We are facing, in a publicly visible way, something that is a very ancient tradition in Bulgaria - more than 100 years. It is that the highest places, not only in culture, but also in politics, everywhere, are occupied by some people, who Stoyan Mihailovski, exactly 100 years ago, called semi-cultured. He believes that they are much more dangerous than the uncultured. Sirak Skitnik 1920 calls them mediocre - the power of mediocrity. These are not people completely devoid of talent, they are not devoid of abilities. But these are people who don't know everything. Everything starts with them. They do not know tradition, they do not know the past, they do not enter into the context of what they are dealing with. Because it began with them, and as we see, it also ends with them. What am I talking about? This is a text written by Bernard Shaw in 1894. There are rumors that he was encouraged to write this text by a government other than the Bulgarian one. But these are rumours. What we have on the stage is an entertainment of the person with the typical colonial mindset, for whom the others are half-human, and whether they will be in the Balkans, whether they will be in Africa or Latin America - he does not care. He wrote a play to be funny. But this funny thing somehow affects the Bulgarians. I have read enough texts to understand how much the Bulgarians have not grown up, how much they cannot laugh at themselves. Wait a minute! Here is the semi-cultured man. He does not distinguish one from the other. He doesn't distinguish the irony I can apply to myself from the pain of a lie—that is. he does not distinguish truth from falsehood. At the moment I am not talking about the artistic qualities. I'm talking about what they suggest - they carry a lie, a historical lie. We all know that very well, don't we. Anyone who has read the play. And from here on out, make of this play what you will. You must remove the entire text to remove this lie.

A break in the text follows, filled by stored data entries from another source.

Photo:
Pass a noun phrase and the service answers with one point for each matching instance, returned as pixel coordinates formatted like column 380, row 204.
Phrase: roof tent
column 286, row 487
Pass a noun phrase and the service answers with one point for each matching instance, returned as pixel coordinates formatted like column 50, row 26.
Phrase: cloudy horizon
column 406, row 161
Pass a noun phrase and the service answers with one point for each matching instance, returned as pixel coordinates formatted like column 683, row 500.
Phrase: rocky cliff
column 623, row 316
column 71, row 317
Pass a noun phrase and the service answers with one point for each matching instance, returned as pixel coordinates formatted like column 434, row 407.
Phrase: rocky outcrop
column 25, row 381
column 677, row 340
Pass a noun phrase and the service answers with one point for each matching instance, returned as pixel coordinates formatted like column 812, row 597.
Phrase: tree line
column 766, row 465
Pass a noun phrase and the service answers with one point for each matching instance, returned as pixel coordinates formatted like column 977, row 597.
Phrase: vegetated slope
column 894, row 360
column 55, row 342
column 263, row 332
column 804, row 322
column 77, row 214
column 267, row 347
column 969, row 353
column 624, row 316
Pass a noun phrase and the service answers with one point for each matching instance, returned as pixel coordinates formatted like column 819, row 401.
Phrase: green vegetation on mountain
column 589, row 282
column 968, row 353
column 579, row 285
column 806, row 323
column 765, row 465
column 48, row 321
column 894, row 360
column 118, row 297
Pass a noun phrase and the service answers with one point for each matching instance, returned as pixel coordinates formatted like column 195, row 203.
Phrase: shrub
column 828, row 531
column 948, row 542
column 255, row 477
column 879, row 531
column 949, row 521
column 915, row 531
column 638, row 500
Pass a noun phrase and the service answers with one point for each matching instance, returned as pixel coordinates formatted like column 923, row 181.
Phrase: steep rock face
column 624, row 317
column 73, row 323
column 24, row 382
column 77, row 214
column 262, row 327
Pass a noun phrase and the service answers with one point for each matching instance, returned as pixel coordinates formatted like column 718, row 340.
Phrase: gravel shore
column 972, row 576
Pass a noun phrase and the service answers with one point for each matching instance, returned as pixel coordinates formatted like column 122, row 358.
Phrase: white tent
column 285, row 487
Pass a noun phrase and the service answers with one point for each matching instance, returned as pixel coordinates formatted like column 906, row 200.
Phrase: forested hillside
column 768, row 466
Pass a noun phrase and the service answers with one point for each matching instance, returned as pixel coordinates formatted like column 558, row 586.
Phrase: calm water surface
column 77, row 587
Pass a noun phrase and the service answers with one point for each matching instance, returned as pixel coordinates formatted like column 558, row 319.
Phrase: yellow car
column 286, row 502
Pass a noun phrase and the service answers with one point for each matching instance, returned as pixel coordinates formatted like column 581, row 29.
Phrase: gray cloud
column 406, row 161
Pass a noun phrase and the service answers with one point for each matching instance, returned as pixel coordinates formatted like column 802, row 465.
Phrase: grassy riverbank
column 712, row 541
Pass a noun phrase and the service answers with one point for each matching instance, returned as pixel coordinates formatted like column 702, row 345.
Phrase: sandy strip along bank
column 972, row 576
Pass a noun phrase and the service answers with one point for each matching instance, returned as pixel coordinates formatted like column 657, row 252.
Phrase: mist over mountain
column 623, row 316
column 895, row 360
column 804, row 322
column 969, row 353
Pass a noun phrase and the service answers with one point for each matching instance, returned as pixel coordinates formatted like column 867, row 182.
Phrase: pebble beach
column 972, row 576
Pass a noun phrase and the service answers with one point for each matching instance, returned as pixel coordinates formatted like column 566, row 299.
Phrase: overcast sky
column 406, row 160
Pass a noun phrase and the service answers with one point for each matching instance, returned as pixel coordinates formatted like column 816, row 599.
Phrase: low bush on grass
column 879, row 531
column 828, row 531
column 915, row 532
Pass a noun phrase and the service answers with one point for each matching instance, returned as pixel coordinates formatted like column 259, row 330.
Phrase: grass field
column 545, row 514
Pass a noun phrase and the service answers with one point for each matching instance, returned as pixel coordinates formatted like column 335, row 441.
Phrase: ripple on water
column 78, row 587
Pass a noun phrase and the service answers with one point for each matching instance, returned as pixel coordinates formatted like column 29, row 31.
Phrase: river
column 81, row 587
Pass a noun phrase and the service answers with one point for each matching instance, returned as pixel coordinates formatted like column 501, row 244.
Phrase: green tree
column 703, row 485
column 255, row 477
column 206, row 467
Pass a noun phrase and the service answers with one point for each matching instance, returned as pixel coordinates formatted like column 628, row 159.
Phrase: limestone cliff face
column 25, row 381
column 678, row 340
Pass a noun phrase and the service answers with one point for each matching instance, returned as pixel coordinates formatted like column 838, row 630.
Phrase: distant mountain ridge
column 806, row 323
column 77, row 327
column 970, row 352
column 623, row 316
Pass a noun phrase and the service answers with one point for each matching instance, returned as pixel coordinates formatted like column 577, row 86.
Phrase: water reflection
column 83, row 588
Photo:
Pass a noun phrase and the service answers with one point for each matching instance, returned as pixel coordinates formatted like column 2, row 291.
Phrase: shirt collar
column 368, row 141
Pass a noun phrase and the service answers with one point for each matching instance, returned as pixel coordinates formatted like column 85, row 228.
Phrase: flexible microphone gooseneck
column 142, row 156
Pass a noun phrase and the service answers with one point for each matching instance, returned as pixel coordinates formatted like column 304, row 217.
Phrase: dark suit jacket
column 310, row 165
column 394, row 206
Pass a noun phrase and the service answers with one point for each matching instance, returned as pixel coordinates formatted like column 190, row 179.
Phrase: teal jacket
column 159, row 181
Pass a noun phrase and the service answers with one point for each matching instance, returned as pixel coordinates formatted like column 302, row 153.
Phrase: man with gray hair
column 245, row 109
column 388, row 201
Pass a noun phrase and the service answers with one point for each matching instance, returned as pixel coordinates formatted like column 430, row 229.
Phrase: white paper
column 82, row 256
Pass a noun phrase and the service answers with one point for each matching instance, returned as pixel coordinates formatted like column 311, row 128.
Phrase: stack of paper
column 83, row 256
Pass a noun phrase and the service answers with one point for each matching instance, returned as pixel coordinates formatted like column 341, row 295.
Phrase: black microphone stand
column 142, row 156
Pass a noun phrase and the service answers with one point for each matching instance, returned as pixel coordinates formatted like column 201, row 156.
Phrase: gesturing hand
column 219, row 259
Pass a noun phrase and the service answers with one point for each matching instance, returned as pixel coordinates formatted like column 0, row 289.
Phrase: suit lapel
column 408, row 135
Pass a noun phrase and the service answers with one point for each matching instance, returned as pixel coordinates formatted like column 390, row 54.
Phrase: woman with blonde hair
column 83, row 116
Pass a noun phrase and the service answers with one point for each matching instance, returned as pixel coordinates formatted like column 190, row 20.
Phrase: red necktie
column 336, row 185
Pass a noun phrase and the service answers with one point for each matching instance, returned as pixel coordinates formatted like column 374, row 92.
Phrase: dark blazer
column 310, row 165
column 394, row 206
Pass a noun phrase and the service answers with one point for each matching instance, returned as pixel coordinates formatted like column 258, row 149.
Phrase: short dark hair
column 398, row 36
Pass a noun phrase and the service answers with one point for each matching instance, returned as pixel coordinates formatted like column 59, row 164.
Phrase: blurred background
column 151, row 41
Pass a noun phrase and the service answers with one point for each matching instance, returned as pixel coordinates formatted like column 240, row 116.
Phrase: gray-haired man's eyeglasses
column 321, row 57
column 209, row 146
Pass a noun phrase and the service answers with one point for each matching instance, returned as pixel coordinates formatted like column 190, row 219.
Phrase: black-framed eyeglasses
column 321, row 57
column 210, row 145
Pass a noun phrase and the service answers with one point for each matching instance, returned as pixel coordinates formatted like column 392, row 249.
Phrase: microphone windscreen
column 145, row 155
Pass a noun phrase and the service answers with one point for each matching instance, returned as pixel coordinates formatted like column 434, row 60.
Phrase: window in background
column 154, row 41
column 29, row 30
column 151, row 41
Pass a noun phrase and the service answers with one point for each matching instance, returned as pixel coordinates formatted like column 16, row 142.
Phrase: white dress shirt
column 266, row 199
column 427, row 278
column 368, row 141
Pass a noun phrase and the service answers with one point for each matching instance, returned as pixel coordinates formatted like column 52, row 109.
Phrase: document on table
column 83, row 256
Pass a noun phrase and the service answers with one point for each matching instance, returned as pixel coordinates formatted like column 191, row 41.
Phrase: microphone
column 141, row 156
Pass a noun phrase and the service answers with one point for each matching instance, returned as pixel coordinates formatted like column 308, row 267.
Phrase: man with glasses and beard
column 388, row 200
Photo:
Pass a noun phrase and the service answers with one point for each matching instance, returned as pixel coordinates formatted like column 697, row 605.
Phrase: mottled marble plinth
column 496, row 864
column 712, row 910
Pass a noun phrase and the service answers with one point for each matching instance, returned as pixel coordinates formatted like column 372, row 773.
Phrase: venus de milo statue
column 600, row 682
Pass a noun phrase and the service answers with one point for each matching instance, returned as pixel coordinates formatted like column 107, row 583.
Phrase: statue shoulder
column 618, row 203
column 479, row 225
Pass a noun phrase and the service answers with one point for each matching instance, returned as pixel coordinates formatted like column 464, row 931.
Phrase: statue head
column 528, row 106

This was commented in the FACTS studio in front of Lili Marinkova by Prof. Georgi Kapriev on the occasion of the protest in front of the "Ivan Vazov" National Theater, scheduled for later today, on the occasion of the premiere of Bernard Shaw's play "The Weapons and the Man". Here's more from his analysis on the subject:
It's about lying, it's not about creativity, aesthetics, etc. It is about the historical lie - about the people who started the Serbian-Bulgarian war on the Bulgarian side, about their simpletons, etc. I would very much like, speaking all this, for the nationalists to listen to me, so that they would stop they revile the opposite. I'm usually a sorosoid, a yellow fan and I don't know what else. And I don't mind being just that. But right now we're talking about something else. We are talking about the inability to know your own cultural and historical tradition. And look whose ineptitude we're talking about right now. Of course, not Malkovich's. The man 40 years ago placed it in New York, came here to Bulgaria - the word "Bulgaria" his ears are spinning from the play. Decided - let's do it here after so many years. He is innocent. He is a very big artist who has nothing to do with the debate we are having right now. He came and proposed a play to the director of the national institution National Theater. The director of the national institution, who is semi-cultured, does not know all that we are talking about now. Nor did the Bulgarian-Serbian war cross his mind, Bernard Shaw is a big name, abstract in his head. 1994 this play got its popularity at one time. And let's go. And then you meet people who complain about a lie, about them and their ancestors. Which will be presented to them from the stage of the National Theatre. This play was staged in Bulgaria, it was staged twice after 1990. And what - nothing, right? But this is the National Theatre.